Apparently NASA had foreseen this glitch; Michelle reappeared to say, “Luckily for us, we have an exoplanet expert right here, just in case that happened.”  The expert was wearing a microphone, but nobody had told the audio guy.  For 20 seconds we heard her fuzzily from other mics in the room until the audio guy found the correct fader.

After some short prerecorded features, the previously-mentioned “two more people in Maryland” finally made an appearance.

The guy on the left didn't get to talk for another six minutes.  First the gal on the right presented four additional recorded bits, one of them overlapping the last half-sentence of its scripted introduction.

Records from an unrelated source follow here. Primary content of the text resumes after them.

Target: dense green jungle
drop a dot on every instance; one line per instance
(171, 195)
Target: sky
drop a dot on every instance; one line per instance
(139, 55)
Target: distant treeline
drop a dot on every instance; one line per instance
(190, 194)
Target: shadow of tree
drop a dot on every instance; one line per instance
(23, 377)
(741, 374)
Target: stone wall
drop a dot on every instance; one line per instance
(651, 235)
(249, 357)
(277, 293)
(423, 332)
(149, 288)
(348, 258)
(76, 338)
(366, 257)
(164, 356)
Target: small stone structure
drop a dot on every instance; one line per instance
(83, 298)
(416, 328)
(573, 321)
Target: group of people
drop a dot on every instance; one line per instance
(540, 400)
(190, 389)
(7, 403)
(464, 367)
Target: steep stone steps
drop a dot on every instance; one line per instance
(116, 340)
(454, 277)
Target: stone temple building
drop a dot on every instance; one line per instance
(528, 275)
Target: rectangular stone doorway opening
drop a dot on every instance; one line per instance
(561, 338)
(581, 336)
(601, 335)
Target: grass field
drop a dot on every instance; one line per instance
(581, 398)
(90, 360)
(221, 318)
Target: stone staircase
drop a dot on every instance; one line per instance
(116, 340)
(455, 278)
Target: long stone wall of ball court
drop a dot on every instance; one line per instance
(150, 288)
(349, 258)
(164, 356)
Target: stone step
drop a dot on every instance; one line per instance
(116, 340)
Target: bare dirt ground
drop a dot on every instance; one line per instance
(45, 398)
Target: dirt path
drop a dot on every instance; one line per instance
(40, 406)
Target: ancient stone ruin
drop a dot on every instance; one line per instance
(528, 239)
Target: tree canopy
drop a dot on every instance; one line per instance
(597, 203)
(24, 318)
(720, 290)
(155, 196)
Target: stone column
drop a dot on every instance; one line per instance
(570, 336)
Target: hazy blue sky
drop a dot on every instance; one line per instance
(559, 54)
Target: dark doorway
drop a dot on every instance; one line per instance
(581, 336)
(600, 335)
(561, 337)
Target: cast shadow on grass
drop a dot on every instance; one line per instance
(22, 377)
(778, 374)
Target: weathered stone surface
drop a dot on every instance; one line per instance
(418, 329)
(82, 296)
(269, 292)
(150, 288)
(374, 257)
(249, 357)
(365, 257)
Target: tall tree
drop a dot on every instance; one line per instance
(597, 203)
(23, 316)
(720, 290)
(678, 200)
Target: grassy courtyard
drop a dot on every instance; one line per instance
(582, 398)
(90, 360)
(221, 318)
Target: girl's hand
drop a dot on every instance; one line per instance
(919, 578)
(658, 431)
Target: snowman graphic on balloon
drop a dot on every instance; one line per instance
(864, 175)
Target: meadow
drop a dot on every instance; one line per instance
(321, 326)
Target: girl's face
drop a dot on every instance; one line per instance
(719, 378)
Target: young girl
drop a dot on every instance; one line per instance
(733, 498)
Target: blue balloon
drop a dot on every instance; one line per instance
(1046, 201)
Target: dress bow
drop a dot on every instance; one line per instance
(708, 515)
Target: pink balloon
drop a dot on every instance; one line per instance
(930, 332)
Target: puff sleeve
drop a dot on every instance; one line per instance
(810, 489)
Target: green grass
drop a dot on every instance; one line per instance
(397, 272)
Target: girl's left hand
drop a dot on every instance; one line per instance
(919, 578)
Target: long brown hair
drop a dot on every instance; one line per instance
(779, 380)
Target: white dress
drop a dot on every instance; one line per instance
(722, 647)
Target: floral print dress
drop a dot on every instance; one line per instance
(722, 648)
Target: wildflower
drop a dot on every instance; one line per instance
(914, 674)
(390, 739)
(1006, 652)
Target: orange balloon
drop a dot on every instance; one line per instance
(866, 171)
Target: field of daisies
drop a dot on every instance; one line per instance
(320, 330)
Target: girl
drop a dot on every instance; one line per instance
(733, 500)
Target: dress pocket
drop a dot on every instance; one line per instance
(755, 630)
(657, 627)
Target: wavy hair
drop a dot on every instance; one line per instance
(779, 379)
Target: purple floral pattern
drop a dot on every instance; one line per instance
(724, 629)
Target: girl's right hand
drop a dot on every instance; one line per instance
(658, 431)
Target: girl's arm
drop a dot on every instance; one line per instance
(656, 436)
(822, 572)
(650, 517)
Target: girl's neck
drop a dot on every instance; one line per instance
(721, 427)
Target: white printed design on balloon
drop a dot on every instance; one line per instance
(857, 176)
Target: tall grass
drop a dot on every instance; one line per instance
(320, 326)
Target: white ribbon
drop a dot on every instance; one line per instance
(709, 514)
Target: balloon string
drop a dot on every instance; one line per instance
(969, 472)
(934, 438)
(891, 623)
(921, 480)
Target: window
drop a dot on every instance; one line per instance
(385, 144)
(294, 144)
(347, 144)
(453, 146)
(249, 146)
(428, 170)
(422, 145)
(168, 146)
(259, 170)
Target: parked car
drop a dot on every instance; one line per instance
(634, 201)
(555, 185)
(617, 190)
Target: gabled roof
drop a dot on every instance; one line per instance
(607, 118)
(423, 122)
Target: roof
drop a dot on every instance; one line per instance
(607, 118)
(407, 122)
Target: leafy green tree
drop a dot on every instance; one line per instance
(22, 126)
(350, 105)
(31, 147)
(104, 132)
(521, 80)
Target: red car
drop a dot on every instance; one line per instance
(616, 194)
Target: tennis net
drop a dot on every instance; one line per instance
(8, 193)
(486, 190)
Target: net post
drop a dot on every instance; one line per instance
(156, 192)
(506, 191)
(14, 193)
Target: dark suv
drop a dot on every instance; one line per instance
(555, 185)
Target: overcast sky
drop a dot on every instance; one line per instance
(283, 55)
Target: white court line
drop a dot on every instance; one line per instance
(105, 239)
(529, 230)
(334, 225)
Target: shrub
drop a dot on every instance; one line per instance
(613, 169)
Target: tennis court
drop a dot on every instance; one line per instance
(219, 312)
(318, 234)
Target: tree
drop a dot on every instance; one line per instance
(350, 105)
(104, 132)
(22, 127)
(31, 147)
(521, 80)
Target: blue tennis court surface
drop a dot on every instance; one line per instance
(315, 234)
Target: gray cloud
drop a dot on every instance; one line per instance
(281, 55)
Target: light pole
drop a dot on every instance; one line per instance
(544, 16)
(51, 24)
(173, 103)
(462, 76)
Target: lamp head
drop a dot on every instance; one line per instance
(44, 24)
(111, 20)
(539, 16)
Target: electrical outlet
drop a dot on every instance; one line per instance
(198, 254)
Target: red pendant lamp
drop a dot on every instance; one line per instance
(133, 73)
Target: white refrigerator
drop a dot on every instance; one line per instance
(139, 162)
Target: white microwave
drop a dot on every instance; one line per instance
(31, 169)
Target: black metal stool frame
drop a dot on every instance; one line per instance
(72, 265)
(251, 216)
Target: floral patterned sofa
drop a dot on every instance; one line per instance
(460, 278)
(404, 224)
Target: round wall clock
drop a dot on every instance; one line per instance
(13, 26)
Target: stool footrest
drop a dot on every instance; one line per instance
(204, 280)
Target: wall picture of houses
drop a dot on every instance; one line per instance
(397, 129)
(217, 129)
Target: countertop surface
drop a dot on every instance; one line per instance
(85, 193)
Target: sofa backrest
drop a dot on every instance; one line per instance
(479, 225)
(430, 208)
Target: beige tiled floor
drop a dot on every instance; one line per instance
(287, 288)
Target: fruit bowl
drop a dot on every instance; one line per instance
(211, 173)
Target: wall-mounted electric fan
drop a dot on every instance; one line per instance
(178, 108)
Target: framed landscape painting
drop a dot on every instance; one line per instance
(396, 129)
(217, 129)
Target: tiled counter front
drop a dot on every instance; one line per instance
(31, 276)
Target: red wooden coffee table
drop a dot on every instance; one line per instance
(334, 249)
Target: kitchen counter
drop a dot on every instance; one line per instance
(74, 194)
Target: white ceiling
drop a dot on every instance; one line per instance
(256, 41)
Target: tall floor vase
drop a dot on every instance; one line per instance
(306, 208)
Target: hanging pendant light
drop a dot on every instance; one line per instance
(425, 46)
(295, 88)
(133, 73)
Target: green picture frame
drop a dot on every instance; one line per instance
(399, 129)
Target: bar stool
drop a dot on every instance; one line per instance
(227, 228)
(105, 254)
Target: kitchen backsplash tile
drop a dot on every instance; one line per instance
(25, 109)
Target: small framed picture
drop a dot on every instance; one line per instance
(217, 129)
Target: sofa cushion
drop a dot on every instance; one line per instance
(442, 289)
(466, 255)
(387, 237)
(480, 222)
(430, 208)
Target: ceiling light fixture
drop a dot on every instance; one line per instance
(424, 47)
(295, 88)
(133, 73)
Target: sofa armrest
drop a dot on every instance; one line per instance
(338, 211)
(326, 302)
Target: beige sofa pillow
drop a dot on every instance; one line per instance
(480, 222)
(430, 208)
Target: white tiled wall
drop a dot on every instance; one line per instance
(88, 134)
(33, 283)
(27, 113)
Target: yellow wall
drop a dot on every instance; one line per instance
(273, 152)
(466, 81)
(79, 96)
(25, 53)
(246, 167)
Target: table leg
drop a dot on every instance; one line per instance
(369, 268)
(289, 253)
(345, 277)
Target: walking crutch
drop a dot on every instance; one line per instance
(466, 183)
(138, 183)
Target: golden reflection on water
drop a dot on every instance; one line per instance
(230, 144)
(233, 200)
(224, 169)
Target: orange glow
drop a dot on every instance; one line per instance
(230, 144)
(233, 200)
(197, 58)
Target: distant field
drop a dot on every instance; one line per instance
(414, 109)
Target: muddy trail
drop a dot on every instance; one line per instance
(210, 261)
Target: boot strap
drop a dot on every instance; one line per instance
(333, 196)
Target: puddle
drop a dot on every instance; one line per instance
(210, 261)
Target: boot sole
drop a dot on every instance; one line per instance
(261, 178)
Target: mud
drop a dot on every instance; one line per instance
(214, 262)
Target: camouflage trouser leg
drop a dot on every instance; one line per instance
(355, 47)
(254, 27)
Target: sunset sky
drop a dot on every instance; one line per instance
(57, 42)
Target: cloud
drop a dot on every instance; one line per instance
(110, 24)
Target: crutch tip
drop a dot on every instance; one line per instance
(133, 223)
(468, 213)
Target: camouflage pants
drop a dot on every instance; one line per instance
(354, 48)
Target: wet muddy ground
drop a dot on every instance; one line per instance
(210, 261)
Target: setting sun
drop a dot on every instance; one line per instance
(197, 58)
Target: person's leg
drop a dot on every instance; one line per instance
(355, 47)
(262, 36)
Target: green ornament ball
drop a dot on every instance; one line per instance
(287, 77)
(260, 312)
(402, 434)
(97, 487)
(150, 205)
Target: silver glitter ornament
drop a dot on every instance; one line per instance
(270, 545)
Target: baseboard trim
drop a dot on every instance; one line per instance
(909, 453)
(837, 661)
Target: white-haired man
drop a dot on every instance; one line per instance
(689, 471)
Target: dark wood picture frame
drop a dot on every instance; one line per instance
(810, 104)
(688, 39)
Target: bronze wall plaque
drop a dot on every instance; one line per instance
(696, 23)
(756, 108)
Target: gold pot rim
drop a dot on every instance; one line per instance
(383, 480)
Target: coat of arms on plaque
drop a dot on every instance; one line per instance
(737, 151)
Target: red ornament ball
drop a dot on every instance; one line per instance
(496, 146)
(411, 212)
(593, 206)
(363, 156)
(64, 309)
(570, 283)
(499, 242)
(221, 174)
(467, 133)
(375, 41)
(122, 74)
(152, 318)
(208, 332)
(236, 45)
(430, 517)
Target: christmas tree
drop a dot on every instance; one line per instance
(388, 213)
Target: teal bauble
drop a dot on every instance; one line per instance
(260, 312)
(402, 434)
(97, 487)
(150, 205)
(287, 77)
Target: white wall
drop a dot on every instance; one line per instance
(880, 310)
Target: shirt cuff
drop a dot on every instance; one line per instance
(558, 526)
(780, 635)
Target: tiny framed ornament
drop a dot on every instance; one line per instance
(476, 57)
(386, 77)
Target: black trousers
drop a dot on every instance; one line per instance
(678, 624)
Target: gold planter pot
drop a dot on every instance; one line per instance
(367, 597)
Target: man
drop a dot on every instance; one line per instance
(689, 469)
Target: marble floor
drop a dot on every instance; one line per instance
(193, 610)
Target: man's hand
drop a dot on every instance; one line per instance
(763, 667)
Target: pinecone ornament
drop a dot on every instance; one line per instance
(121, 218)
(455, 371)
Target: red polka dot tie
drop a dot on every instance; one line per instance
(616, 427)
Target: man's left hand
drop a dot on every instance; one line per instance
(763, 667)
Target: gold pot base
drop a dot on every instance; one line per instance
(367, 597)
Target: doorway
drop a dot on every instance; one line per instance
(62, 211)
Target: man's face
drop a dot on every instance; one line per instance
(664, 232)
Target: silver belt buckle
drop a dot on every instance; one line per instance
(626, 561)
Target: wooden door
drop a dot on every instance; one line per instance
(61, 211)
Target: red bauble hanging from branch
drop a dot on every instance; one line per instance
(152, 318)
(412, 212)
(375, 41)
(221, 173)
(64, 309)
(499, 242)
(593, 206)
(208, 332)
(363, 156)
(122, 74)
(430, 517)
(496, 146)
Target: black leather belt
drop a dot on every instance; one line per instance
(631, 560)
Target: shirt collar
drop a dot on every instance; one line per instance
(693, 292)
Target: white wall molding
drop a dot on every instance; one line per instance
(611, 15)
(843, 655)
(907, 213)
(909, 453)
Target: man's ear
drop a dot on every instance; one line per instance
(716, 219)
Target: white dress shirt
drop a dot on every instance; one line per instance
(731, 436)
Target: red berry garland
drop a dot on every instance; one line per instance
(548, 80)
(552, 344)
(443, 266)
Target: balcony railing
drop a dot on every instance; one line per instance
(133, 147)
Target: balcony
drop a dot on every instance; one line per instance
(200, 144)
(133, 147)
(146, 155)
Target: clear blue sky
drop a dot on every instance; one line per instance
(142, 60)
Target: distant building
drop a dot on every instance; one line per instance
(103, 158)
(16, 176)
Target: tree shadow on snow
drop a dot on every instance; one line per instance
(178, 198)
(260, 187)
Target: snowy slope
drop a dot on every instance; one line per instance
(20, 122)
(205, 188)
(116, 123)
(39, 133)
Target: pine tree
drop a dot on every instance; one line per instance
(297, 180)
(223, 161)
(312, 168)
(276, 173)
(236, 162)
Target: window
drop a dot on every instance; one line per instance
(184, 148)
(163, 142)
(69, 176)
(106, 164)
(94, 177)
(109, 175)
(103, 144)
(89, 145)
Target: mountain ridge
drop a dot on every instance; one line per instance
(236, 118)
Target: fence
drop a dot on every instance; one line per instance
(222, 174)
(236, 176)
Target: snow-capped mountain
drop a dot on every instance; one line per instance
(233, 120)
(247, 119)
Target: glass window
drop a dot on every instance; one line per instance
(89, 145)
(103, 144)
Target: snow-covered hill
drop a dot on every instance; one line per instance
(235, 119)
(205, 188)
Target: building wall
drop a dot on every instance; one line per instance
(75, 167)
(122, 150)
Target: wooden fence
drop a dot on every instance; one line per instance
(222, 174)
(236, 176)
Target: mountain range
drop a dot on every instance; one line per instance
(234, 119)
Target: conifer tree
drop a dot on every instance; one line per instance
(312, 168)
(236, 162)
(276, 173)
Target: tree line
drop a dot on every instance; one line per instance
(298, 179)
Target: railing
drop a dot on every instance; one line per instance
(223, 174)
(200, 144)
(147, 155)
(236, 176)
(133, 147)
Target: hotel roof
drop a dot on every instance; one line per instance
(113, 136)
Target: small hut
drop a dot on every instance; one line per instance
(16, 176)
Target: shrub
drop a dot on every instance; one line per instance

She eventually got around to showing us Webb's image of a dying star surrounded by a planetary nebula.

How did this eloquent scientist describe it?  “Woof.  Wow, wow, this, this near-infrared image is — wow, the detail.  Hoo!  Huh-huh.  That — wow.”

Fortunately the guy beside her had a better explanation.

With more time to kill, more viewing parties were acknowledged.  From an ofice in Perth, Australia, there was a still picture that arrived ten seconds late.  We saw a darkened planetarium in Winnipeg, Canada.  There was another planetarium (right) in Dayton, Ohio, where the kids started to exit as soon as the lights came up.  We saw other youngsters leaving in Bangalore, India, followed by more waving audiences at JPL in Pasadena and Northrop Grumman in Redondo Beach.

Later, we went back to that watch party across campus for some final thoughts from two administrators.  The video operator was more than a minute late getting the camera's brightness level semi-adjusted.  Fortunately the director was able to substitute a different camera — without a camera operator, which meant that it couldn't zoom in when an audience member was asked to stand.

One more bobble (looking in the wrong direction) and one more self-congratulatory speech, and the hour came to an end.

The images from the space telescope were in fact extraordinary, but the TV show wasn't.  As Dr. Myers remarked, “I've seen better production values from amateurs putting home-produced videos on YouTube.  NASA doesn't get it.  It's a bit embarrassing how bad they are at it.”

In case you didn't know, television production isn't easy.

The following night, the PBS series Nova aired an hour-long documentary, years in the making, about the history of the Webb program.  The final four minutes showed most of what we had learned on Tuesday morning (though not the spectrogram), including enthusiastic comments from some of the same scientists.  As one might expect, it was much more professionally done.

NASA promises more pretty pictures every week or so.